手塚治虫文化賞

第17回新生賞

第17回 | マンガ大賞 | 新生賞 | 短編賞 | これまでの受賞の記録

型破りな女性の生き方

山本美希さん 「Sunny Sunny Ann!」(講談社)

 大学院でビジュアルデザインを学んでいる。大学在学中、印刷物の歴史を学ぶ授業の中でマンガに触れ、自ら作品を手がけるようになった。

 車で移動しながら寝泊まりする米国女性アンが主人公。見た目も性格もたくましい。「描いた当時、進学するかどうか自分の進路で悩んだこともあって、型破りな生き方をするのもいいんじゃないかと。とにかく強い女性を描きたかったんです」

 日本が舞台だと「型破り」が描けないから米国に。米映画「グロリア」に登場する女性の雰囲気も好きだ。文字を使わない外国絵本「アンジュール」にも影響され、独特な描線や少ないせりふが確立していった。

©山本美希/講談社

 巻末には「ついに全世界を自分の部屋にしたのだ そしてそのドアをあけはなったのだ」という別のマンガ「ロストハウス」(大島弓子さん)の文章を引用。「家」がないアンの生き方に深みを与えている。

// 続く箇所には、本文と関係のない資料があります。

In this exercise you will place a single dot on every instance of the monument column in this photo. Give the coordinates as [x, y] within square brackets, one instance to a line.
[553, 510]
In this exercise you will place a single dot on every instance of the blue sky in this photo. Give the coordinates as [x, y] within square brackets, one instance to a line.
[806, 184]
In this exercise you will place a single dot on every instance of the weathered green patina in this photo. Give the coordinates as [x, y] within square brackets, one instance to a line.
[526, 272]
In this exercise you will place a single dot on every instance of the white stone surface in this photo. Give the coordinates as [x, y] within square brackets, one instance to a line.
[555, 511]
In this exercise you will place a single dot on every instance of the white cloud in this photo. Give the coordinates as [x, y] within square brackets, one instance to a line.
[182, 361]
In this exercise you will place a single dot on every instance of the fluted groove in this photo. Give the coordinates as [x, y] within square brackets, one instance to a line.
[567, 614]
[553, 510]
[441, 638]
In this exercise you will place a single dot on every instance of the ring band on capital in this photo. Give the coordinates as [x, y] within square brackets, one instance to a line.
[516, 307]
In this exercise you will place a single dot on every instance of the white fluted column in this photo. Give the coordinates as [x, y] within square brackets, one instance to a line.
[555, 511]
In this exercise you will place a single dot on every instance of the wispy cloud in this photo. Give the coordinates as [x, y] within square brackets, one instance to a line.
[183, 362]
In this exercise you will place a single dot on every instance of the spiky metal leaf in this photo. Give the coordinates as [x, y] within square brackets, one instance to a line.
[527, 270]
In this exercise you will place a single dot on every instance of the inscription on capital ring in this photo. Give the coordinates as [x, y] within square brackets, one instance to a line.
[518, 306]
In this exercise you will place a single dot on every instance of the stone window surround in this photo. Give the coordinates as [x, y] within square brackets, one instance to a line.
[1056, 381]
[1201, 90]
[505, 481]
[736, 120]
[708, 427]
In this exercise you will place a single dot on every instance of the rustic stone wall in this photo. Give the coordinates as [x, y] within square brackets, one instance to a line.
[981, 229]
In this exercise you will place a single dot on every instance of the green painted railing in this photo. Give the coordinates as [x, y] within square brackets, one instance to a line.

 家を失った被災者と状況は重なるが、構想したのは東日本大震災前だ。「悲しいこととして描いていないので、結果的に読んで励まされることになればと願っています」

 将来はマンガ家になるのか。「食べていくのは難しいかも」との答え。でも、マンガは描き続けたいのだ。「いずれフルカラー作品をやってみたい」


《やまもと・みき》

山本美希さん

 1986年生まれ、茨城県出身。無声マンガと呼ばれる「爆弾にリボン」で2011年に単行本デビュー。「Sunny Sunny Ann!」は、モーニング(講談社)誌上に同年から不定期掲載された後、昨年7月に単行本化された。